In the southeast of Western Siberia, amphibian wintering lasts about 7 months. To survive such a long winter period, animals must have reserves. The ability to survive at low temperatures in the moor frog may be due to the large amount of resources accumulated by the beginning of wintering compared to non-freeze resistant frog species. The aim of this study is to determine the type, content in tissues and dynamics of reserve substances used for wintering in freeze tolerant individuals of the moor frogs in one of the West Siberian populations in order to determine the similarities and differences between these characteristics between R. arvalis and other (non-freeze tolerant and freeze tolerant) frog species.

Materials and methods

The frogs were collected in the first half of September near Novosibirsk (54.85 N 83.15 E). Then, they were taken in thermal containers at 15°C to the Institute of Biological Problems of the North (Magadan), where pre-winter acclimation and cooling were carried out. The frogs were placed in 1-L transparent plastic containers filled with green moss (humidity of about 90%), and the temperature was gradually lowered () in accordance with the cooling regime observed in nature in wintering places (see Berman et al. Citation2020). Since the beginning of acclimation, the animals were not fed (since they no longer feed in nature in the second half of September). Experimental protocols were approved by the Bioethics Committee of the Institute of Biological Problems of the North (Permission No. 001/021).

Figure 1. The cooling regime of the moor frogs in the laboratory; arrows show the time and temperatures when control and experimental frogs were sampled.

Figure 1. The cooling regime of the moor frogs in the laboratory; arrows show the time and temperatures when control and experimental frogs were sampled.

The control autumn frogs (n = 27, ) taken at 4°C were weighed (body mass, BM), double-pithed, measured (body length, SVL), and their organs and muscle tissue were collected for analysis. The liver, fat bodies and part of the muscle (musclus gastrocnemius) were quickly dried on filter paper to remove moisture from the surface and weighed.

Table I. Sample size (n), body mass (BM) and body length (SVL) in the studied moor frogs; mean ± SEM

The experimental animals (n = 26) were cooled to a temperature of −6°C, at which they remained for 10 days.
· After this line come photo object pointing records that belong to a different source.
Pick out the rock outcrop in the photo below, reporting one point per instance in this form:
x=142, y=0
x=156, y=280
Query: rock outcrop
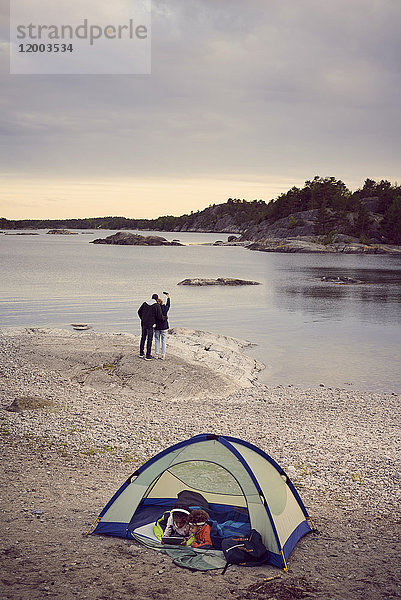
x=219, y=281
x=125, y=238
x=309, y=244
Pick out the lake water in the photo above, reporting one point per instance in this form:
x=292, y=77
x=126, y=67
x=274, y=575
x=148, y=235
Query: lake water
x=308, y=332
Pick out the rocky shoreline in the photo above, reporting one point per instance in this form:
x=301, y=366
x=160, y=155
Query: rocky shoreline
x=106, y=411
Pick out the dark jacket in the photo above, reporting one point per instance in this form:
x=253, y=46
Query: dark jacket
x=163, y=323
x=150, y=312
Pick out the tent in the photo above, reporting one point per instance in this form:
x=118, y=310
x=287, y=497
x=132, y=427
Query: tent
x=243, y=486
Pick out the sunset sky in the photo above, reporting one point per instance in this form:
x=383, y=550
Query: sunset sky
x=245, y=99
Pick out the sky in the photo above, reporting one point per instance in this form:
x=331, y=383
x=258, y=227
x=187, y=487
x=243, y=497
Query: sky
x=244, y=100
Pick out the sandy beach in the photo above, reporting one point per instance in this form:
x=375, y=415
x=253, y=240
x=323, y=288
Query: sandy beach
x=80, y=411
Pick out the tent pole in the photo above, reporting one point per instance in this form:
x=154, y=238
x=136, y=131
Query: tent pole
x=285, y=568
x=92, y=527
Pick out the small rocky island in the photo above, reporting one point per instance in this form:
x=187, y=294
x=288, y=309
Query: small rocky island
x=61, y=232
x=125, y=238
x=218, y=281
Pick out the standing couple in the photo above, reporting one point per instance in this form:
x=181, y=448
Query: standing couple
x=153, y=315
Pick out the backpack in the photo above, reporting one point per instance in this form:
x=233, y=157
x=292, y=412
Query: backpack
x=247, y=551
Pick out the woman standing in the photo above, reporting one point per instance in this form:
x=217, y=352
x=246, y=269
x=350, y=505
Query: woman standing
x=161, y=329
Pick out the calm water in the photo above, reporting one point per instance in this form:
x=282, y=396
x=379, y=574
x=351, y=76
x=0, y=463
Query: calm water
x=307, y=331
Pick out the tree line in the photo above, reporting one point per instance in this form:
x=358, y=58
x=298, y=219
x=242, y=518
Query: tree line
x=371, y=212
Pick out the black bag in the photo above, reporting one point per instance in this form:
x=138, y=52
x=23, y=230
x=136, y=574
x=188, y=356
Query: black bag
x=247, y=551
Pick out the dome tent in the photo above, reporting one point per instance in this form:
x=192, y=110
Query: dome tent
x=235, y=478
The rate of cooling was 0.05°C/h (1.2°C/day). Frogs were incubated for 20 days at −1°C, and for 1–2 days at −2, −3, −4 and −5°C (). In Siberian populations, at the temperatures down to –1.9 or to –3.3°C, R. arvalis are supercooled; at lower temperatures, they freeze and can survive at down to –14 or −16°C for a long time (Berman et al. Citation2020). The −6°C temperature was chosen because it provides guaranteed 100% survival rate of the moor frogs (Berman et al. Citation2020). In the cooling regime that we used (), the experimental frogs were in a frozen state (below −3.3°C) for at least 15 days.

Since it was not possible to accurately dissect organs from frozen frogs without partially thawing the tissues, the animals were pithed at −6°C and transferred to 3–4°C for thawing. Juvenile and adult frogs completely thawed out (absence of ice in the tissues during palpation) during the 4–12 h after they were placed in 3–4°C, after which they were quickly weighed, measured, dissected, and their organs and tissues were removed (see above).

Hepatosomatic index (HIS) and fat body index (FBSI) were calculated as the ratio of weights of the liver and fat bodies to body weight, expressed in %. The water content (%) was determined in samples (200–500 mg) of liver tissue (n = 22) and gastrocnemius muscles (n = 27) in the control animals and only in the adult experimental animals (n = 11) due to the small size of juveniles. A fresh tissue sample was weighed, dried for 2 days at 105°C and then weighed again (according to Pasanen & Koskela Citation1974).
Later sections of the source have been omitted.